Disqus Bug Deanonymizes Commenters

alphatel writes "The Swedish company Resarchgruppen has discovered a flaw in the Disqus commenting system, enabling them to identify Disqus users by their e-mail addresses. The crack was done in cooperation with the Bonnier Group tabloid Expressen, in order to reveal politicians commenting on Swedish hate speech-sites."

Disqus is evil

[johnsie]

One company being able to build up a collection your comments and opinions across multiple websites.... Thank goodness I only comment on Slahsdot

Re:Damn!

[TWX]

Bear in mind, most of the people the world haven't structured their lives to understanding technology. They may like technology, they may be technology groupies, but they probably haven't really contemplated the ramifications of technology or how it can be used differently than their preconceived notions. They probably don't necessarily get that databases can be cross-referenced so easily or that unless they're willing to go through a specific amount of work each and every time they want to obfuscate their identities, it's likely that someone can figure out who they are.

Another thing to remember, it's never really been possible to be truly anonymous when saying something in text. In the days when the printing press was the preferred way, one still had to have trusted people to help print and distribute the words. In early electronic days when dialup was king, there were always phone records and one had to have accounts on bulletin boards, and systems like fidonet kept origination records. In the days of Usenet, messages could at least be tracked back to a newsserver of origin, and assuming that records were kept, the ISP information could be found and then the subscriber account could be identified.

Nowadays, unless the person wants to take the special laptop that's only used for this purpose, with a special add-on wifi adapter, go park next to a public wifi hotspot and use that public connection, being sure to store the equipment far enough away from themselves when not using it for plausible deniability, there's really isn't true anonymity. If one wants to truly remain anonymous, one generally has to not say anything. That's the tradeoff, true anonymity comes at the price of nonparticipation.

Re:I do.

You're not the one who gets to decide what is unacceptable; prospective employers do. If employers see something that is, to you, completely innocuous or just a tad embarrassing, and they find it offensive or unacceptable, it's not really going to matter how minor you believe it is. Using your real name is just stupid.

Re:A simpler approach

Actually Expressen are not revealing the identifies of politicians who commented on expressen.se, they are revealing the identities of commenters on racist / xenophobic sites friatider.se and avpixlat.info. The articles and comments on these sites are mostly very harsh, distastefully racist, and written anonymously. They have identified very racist commenters as members of the controversial, Swedish far-right, and most would say racist, party Sverigedemokraterna. The SD-party works hard to portray a more polished image, with for example a "zero tolerance policy on racism", which equates to you might be kicked out if you say or do something too obviously racist. SD has it roots in the 90s far-right racist movement in Sweden (http://www.youtube.com/watch?v=LZWsZyShR_s), and one their mottos is "Sweden for the Swedish". The party is definitely mostly racist, but their official political stance is more xenophobic and social conservative, with a few immigrants joining their ranks complaining, for example, that it is the Somali or immigrants who are the "real problem".

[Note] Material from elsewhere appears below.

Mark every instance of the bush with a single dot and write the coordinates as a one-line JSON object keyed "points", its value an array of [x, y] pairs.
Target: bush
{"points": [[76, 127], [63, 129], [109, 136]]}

Researchgruppen used a Disqus security flaw to find out which e-mail addresses were behind some of these racist commenters, and are now revealing that behind the nicknames were SD-politicians. So.. This is a big win for Expressen, since the Swedish mainstream media and most Swedes are sworn enemies to Sverigedemokraterna.

And on another note.. Congratulations to Flashback, the quite huge, Swedish, non-profit, ultra-liberal and quite lawless discussion forum, which has absolute free speech and therefore has become illegal to run from Sweden (it's now run from abroad). Flashback has through the years succeeded in keeping their users anonymity safe and freedom to speak total, no doubt without attempts form the Swedish state, police and media to the contrary - since flashback has become the main for hub for discussions about controversial subjects like drugs, racism and much more.

How it was done:

[140Mandak262Jamuna]

Disqus site had md5 hashes of users' email addresses. Some flaw in the site leaked the hashes and made them public. They probably thought nobody could reverse the hash. But they did not "salt" the email ids. So simple dictionary attack, of hashing millions of known email ids, produced matches. Now they can link email ids to disqus user ids.

Morals of the story:

don't leak hashes.

Salt the data before hashing

Don't trust any website to value your anonymity over their profits.